Natalie is a teacher and holds an MA in English Education and is in progress on her PhD in psychology.

What is more influential, nature or nurture? How can scientists know for sure? In this lesson, we'll look at studies designed to separate the effects of genetics and environment on people's behavior, twin and adoption studies.

Genetic Research

Eric is interested in why people become addicted to drugs and alcohol. He's heard that a lot of times, children of addicts become addicts themselves. So does that mean that it's something that's inherited, like brown hair or freckles?

Eric is interested in the impact of genetics, or inherited traits, on people's behavior. This is something that psychological research often tries to answer. But it's a very complicated question and one that Eric won't find an easy answer to!

Let's look at why genetic research is complicated and two types of studies that attempt to figure out how genetics influence our behavior, twin studies and adoption studies.

Nature vs. Nurture

So Eric wants to figure out why people become addicts. He knows that children of addicts often become addicts themselves, so he thinks that it could be genetic, like the color of someone's eyes or how tall they will become. In order to show that a person's genes are what make them an addict, Eric figures that he should just find a bunch of addicts whose parents are also addicts. After all, if a parent has red hair and their child has red hair, then we say that red hair is genetic. It should work the same way with addiction, right?

Not so fast! Unlike red hair, addiction can be influenced by many different things. Let's imagine that Eric studies an alcoholic and discovers that her father was also an alcoholic. Does that mean that she inherited a gene that made her an alcoholic? Or did she become an alcoholic because she was raised in an environment where alcoholism was normal?

These questions tap into a debate in psychology. Sometimes referred to as nature versus nurture, this debate tries to figure out whether behavior is more influenced by genetics or environment. A person's nature is their genetic makeup, while their nurture is their environment, or how they are nurtured within that environment.

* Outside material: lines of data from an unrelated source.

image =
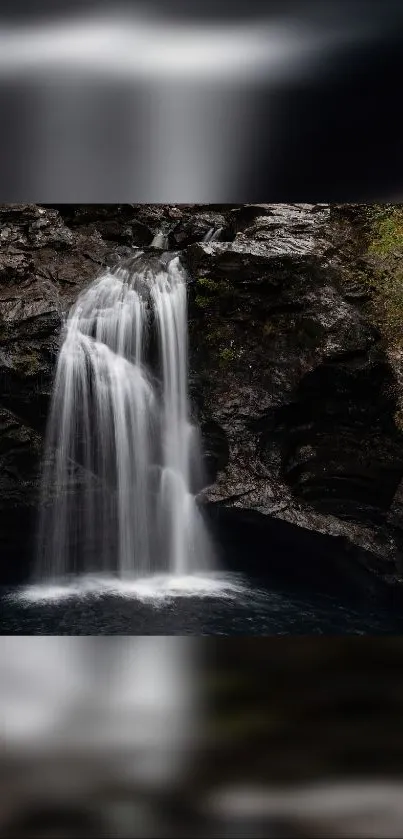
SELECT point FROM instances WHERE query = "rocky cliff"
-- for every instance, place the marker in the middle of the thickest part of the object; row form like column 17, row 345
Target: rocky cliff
column 291, row 376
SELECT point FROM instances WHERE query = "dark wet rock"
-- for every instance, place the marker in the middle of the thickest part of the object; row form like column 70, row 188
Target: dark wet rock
column 295, row 392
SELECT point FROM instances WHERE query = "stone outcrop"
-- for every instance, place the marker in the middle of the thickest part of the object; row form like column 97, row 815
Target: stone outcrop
column 289, row 377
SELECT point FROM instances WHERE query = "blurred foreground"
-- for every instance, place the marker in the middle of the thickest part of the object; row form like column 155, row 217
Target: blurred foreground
column 168, row 736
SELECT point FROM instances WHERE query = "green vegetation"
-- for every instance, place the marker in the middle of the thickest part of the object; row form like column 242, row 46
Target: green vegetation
column 202, row 302
column 213, row 287
column 385, row 278
column 387, row 231
column 227, row 354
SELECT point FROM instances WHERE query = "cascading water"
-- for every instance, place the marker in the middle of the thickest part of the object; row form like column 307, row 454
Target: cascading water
column 121, row 452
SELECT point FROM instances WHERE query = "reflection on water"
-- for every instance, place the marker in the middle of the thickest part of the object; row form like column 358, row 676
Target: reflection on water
column 216, row 604
column 161, row 737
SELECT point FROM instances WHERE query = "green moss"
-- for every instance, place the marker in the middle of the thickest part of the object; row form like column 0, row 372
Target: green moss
column 387, row 227
column 213, row 287
column 202, row 302
column 268, row 328
column 227, row 354
column 399, row 420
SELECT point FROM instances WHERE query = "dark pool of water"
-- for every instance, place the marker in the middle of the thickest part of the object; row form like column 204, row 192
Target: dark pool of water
column 237, row 607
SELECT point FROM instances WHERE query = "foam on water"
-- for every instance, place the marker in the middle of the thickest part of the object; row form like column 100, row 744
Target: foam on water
column 157, row 589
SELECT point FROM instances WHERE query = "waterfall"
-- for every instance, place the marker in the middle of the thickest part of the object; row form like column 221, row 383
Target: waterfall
column 121, row 452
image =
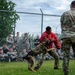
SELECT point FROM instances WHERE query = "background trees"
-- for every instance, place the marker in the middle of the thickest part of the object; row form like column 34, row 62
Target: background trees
column 7, row 19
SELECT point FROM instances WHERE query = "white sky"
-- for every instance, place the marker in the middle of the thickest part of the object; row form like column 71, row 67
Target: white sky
column 32, row 23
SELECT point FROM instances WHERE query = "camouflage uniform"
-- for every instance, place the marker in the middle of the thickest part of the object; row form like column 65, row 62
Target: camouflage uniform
column 41, row 48
column 68, row 36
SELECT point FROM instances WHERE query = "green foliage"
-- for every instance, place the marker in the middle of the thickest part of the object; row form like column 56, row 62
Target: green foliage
column 7, row 19
column 21, row 68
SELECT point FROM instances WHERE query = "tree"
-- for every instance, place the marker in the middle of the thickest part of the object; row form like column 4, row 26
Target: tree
column 7, row 19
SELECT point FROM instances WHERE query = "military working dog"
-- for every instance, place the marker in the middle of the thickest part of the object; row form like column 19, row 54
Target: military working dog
column 41, row 48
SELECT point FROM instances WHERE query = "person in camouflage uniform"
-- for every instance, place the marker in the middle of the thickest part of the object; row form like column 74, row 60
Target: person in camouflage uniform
column 68, row 35
column 41, row 48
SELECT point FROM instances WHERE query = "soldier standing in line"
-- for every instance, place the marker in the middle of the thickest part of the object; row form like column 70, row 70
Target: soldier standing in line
column 68, row 35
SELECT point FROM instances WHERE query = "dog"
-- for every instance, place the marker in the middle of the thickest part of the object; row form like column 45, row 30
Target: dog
column 41, row 48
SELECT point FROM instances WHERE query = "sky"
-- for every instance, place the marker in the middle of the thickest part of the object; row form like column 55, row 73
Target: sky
column 32, row 23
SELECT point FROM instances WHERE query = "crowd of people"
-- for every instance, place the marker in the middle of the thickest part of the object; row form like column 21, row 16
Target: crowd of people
column 15, row 49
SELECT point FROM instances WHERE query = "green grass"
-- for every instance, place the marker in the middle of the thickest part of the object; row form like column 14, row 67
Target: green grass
column 20, row 68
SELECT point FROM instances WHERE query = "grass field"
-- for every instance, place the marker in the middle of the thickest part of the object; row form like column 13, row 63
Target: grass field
column 20, row 68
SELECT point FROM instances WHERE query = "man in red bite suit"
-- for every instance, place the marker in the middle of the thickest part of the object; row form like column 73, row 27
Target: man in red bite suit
column 48, row 34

As with Eric's subject, the answer isn't always easy to figure out. In reality, both nature and nurture influence our behavior. But the question is how much influence do each of them have on us?

Adoption Studies

Eric really wants to figure out what's going on with addiction and genetics. Is addiction all a product of a person's environment? Is it all genetic? Or, like most things, is it a combination?

As we've seen, studying nature and nurture can be complicated. There's no way for Eric to know if his subject is an alcoholic because she inherited the genes for it, or because she was raised in an alcoholic household, or if it's a combination of the two.

There are a couple of ways that Eric can study the effects that nature and nurture have on a person. One popular type of study is an adoption study, which compares an adopted person's behaviors to those of their biological parents and their adoptive parents.

Let's go back to Eric's subject. Her father was an alcoholic, and now she is, too. There's no way for Eric to know if that's due to her nature or her nurture. But imagine for a moment if the subject had been adopted when she was a baby and raised by parents who didn't drink alcohol at all. If she became an alcoholic as an adult, Eric might conclude that there's some sort of genetic influence on alcoholism.

Why would he guess that? In an adoption study, if a person is more like their biological parents, the likelihood of there being a genetic component is high. Their genes, which they share in common with their parents, are helping to shape their behavior. On the other hand, if a person in an adoption study ends up more like their adoptive parents, the environment is probably shaping their behavior more. After all, the environment is what they share with their adoptive parents, not genes.

So, if Eric's subject is adopted as a baby and ends up in a family of teetotalers, and the subject grows up not to be an alcoholic, then Eric might believe that alcoholism is mostly due to the environment, not genes. But if she ends up an alcoholic even though she's raised by people who don't drink, then he might conclude that her genes are influencing her behavior.